Import from JDBC

This guide demonstrates how to generate a schema from a SQL query ResultSet, deploy it, and perform a JDBC import from the command line. These commands assume a typical Deephaven installation, a SQL Server source database, and a SQL Server table created as follows:

CREATE TABLE trade (
    id INT PRIMARY KEY,
    trade_date DATE,
    sym VARCHAR(50),
    qty INT,
    px DOUBLE PRECISION,
    comment VARCHAR(150)
);

After creating the table, you can populate it with some sample data. For example:

INSERT INTO trade (id, trade_date, sym, qty, px, comment) VALUES
(1, '2023-01-15', 'AAPL', 100, 150.25, 'Buy order for client A'),
(2, '2023-01-16', 'MSFT', 50, 280.75, 'Sell order for client B'),
(3, '2023-01-16', 'GOOG', 75, 105.50, 'Buy order for client C');

Deephaven offers tools to infer a table schema from JDBC and import data using a JDBC interface. Both schema inference and data imports work with a JDBC ResultSet rather than directly with the source table. Fortunately, most JDBC drivers include detailed metadata in the ResultSet, allowing standard SQL types to be accurately mapped to Deephaven column types.

JDBC Data Source Support

When using JDBC data sources with command-line tools or data import classes, you can specify any driver class string and connection URL. The schema discovery and data import processes rely on standard JDBC functionality, so most drivers are compatible. However, for schema discovery to work, the driver must provide ResultSetMetaData for the query result set. Some drivers may lack this capability.

The Legacy Schema Editor simplifies the process of creating and editing schemas by allowing you to make and validate changes to the schema in a graphical user interface. The Schema Editor UI also provides a way to generate a schema from a JDBC query. The Schema Editor UI is available in the Deephaven Web UI and can be accessed by clicking on the Schemas tab.

For JDBC, a limited set of data sources are currently available in the Schema Editor:

MySQL/MariaDB
Apache Redshift
Microsoft SQL Server
PostgreSql

These data sources have been tested and their typical drivers are known to support features needed for schema discovery and data import.

In some cases, you may need to consult the data source's product documentation for specific instructions on connecting via a JDBC driver. For example, the data source might need to be reconfigured to allow username and password authentication from the Deephaven merge server where the import process or Schema Editor is running. Additionally, some drivers have unique requirements for the connection URL. For instance, Postgres requires the database name to be included in the connection URL, whereas MySQL does not.

Schema Preparation

This section outlines the necessary steps to prepare a schema, which must be completed before attempting to import data using either the command-line interface or the Web UI.

Generate a schema

See the Schema inference page for a guide on generating a schema from a JDBC query.

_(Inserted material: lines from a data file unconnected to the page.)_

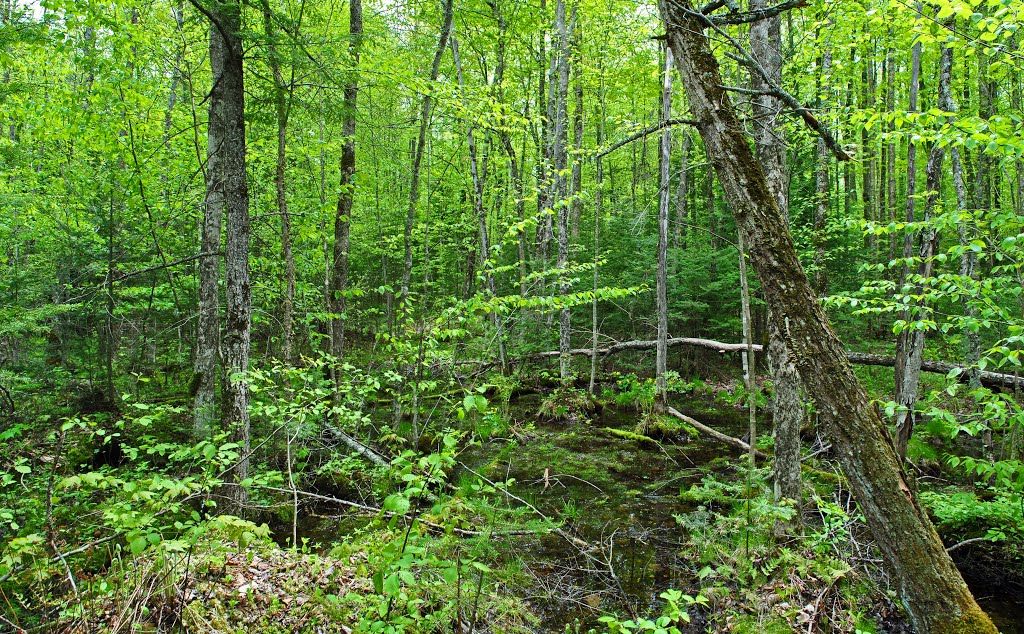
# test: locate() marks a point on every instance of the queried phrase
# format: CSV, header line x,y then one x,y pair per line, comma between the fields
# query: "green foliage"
x,y
674,614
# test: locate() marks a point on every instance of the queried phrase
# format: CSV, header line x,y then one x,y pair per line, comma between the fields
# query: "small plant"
x,y
675,613
566,403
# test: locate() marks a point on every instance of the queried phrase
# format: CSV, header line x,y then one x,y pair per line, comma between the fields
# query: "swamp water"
x,y
622,498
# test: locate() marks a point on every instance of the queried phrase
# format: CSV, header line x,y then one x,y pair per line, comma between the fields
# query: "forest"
x,y
512,315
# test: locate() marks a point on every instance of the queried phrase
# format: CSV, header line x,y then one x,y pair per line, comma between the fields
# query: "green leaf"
x,y
138,545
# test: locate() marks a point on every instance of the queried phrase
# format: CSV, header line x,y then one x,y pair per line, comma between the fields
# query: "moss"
x,y
633,436
665,428
972,621
752,625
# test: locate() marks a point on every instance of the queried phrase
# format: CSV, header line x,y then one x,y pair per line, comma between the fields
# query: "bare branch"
x,y
646,131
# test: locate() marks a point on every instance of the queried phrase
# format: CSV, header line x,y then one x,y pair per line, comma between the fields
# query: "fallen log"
x,y
714,433
988,379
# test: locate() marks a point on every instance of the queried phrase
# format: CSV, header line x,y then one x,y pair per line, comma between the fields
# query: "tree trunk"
x,y
414,187
682,210
481,215
662,360
929,241
338,286
902,340
984,203
208,329
821,187
770,142
558,154
598,210
227,116
282,108
931,588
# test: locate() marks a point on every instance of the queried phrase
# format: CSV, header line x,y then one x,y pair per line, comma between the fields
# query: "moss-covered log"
x,y
929,584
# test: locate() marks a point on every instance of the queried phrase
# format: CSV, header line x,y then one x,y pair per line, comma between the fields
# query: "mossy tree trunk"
x,y
929,584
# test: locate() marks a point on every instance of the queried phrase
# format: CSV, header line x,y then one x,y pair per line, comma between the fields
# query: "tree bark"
x,y
821,189
558,154
227,117
682,209
338,285
665,196
931,588
282,107
418,151
481,215
770,143
902,340
929,241
208,329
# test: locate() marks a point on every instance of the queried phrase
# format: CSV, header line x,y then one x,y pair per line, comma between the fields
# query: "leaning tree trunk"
x,y
282,108
660,364
558,154
481,214
338,285
931,588
902,340
208,327
227,116
418,151
821,189
770,142
929,239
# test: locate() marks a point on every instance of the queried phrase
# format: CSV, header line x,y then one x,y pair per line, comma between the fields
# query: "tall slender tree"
x,y
338,286
770,143
931,588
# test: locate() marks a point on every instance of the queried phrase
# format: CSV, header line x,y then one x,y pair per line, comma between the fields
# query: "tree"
x,y
663,233
934,593
346,194
770,142
228,182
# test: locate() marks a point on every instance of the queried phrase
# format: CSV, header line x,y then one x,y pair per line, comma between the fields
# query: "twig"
x,y
975,540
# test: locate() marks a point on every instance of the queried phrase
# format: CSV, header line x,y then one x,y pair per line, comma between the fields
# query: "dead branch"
x,y
714,433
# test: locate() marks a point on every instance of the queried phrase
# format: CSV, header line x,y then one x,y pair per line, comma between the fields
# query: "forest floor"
x,y
610,509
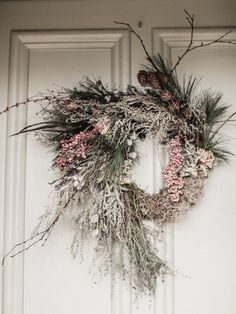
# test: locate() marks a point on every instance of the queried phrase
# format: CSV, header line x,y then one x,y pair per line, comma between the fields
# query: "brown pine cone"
x,y
153,80
166,95
142,77
175,106
163,78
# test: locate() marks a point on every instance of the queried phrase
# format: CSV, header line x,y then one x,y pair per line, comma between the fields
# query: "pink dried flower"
x,y
74,148
173,182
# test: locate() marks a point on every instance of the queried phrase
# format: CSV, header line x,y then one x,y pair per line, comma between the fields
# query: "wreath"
x,y
94,131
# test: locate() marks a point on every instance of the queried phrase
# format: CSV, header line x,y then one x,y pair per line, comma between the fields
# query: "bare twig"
x,y
190,19
149,58
36,238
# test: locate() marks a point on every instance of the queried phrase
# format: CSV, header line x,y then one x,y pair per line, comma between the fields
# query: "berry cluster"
x,y
173,182
74,148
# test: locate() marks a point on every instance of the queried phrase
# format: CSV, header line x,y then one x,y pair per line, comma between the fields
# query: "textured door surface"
x,y
48,44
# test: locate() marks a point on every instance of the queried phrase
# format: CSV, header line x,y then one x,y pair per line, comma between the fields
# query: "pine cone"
x,y
175,106
142,77
163,78
166,95
153,80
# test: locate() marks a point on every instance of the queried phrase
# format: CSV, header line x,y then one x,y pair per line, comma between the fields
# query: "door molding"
x,y
22,43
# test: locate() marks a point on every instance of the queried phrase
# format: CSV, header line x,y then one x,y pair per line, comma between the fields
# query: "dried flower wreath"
x,y
94,130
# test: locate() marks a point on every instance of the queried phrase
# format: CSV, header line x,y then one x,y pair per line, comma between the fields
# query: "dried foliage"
x,y
94,131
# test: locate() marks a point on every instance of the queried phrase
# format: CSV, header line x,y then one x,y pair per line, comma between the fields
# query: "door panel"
x,y
201,247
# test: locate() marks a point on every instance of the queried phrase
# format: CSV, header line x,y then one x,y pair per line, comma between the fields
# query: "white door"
x,y
49,44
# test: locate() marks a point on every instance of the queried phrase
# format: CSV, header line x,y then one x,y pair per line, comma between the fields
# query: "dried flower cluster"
x,y
95,129
173,182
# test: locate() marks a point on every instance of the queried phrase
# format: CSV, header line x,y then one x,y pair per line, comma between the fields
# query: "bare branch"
x,y
36,238
190,19
149,58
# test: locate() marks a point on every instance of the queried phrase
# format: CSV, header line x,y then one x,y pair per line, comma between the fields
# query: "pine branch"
x,y
190,19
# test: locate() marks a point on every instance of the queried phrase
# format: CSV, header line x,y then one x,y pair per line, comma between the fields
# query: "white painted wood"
x,y
48,280
200,242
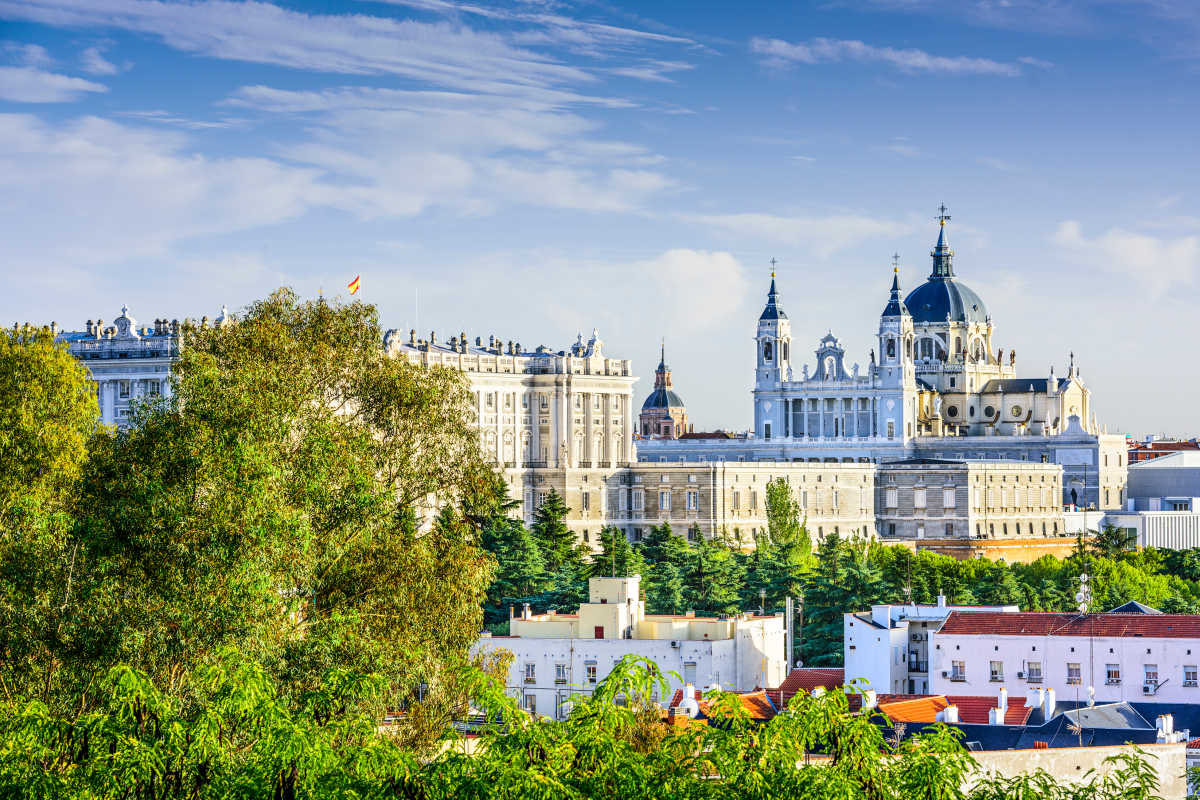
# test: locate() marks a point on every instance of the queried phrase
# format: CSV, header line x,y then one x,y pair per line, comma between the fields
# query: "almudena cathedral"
x,y
937,441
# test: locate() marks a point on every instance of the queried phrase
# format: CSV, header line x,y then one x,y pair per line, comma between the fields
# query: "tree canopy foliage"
x,y
301,497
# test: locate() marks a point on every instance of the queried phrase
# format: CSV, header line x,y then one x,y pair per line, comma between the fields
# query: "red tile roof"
x,y
756,704
917,709
973,709
807,679
1161,626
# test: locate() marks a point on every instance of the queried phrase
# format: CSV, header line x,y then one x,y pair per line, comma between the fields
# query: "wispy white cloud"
x,y
166,118
27,54
33,85
1157,263
821,235
439,53
653,71
94,62
94,192
775,52
397,151
1042,64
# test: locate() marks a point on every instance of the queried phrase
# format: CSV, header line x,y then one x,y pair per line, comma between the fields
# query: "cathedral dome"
x,y
943,298
663,398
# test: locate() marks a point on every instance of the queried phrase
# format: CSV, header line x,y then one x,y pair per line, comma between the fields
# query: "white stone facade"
x,y
1107,657
558,655
887,649
127,364
937,389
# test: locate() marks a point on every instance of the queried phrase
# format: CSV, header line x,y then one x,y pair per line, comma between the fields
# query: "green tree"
x,y
279,504
48,413
617,557
1113,542
713,577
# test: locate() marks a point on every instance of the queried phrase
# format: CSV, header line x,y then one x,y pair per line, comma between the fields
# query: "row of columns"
x,y
793,407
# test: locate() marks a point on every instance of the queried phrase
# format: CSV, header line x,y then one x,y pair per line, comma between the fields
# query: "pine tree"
x,y
555,537
617,557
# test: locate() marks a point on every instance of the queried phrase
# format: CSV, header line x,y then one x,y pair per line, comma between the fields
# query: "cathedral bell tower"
x,y
895,372
774,343
773,366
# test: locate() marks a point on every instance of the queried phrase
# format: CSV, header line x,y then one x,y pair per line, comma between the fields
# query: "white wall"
x,y
737,665
1054,653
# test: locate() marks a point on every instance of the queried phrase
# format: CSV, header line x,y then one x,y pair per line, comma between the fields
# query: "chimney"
x,y
1048,703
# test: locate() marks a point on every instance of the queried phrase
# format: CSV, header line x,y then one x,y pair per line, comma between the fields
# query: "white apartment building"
x,y
559,655
887,649
1103,657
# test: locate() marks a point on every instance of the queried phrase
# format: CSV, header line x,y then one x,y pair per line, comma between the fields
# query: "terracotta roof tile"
x,y
1162,626
973,709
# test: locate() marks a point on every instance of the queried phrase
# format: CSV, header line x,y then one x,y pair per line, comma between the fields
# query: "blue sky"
x,y
537,169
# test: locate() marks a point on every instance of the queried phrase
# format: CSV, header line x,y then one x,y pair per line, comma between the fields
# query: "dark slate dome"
x,y
663,398
943,298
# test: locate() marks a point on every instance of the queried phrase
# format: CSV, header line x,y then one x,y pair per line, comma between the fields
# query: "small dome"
x,y
663,398
943,298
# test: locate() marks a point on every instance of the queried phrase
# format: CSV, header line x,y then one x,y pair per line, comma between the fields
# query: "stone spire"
x,y
895,306
942,254
773,310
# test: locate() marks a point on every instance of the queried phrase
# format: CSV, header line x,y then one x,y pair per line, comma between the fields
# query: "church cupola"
x,y
895,306
942,254
773,341
664,414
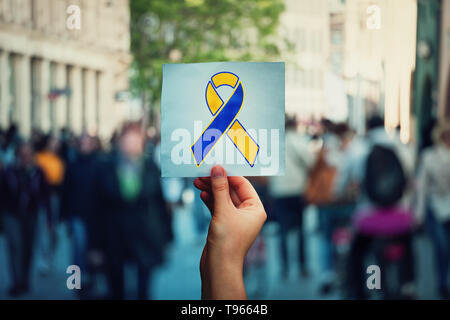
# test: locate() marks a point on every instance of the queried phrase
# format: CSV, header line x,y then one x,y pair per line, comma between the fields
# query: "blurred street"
x,y
362,178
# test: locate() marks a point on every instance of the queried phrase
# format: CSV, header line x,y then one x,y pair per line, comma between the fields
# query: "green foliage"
x,y
164,31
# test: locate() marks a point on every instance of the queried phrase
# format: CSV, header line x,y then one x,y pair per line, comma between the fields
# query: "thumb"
x,y
219,186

For example, to generate a schema for a table named Trade in the ExNamespace namespace from a SQL Server database, you could use a command like this:

iris_exec jdbc_schema_creator -- \
  --namespace ExNamespace \
  --tableName Trade \
  --connectionUrl "jdbc:sqlserver://<host>;database=<db>;user=<user>;password=<pwd>" \
  --jdbcDriver "com.microsoft.sqlserver.jdbc.SQLServerDriver" \
  --jdbcQuery "SELECT TOP 1000 * FROM trade" \
  --schemaPath /tmp

This command will create a schema file named ExNamespace.Trade.schema in the /tmp directory. You would then deploy this schema using the dhconfig schema import command as shown in the next step.

Deploy the schema

sudo -u irisadmin /usr/illumon/latest/bin/dhconfig schema import --file /tmp/ExNamespace.Trade.schema

Command-Line Import with `iris_exec jdbc_import`

JDBC imports can be performed directly from the command line using the iris_exec tool. This method is suitable for scripting and batch processing. Ensure you have completed the Schema Preparation steps before proceeding.

General Syntax

sudo -u dbmerge /usr/illumon/latest/bin/iris_exec jdbc_import <launch args> -- <jdbc import args>

Example Import Command

The following example imports data from the JDBC source into the specified intraday partition, using the schema file generated in the previous step.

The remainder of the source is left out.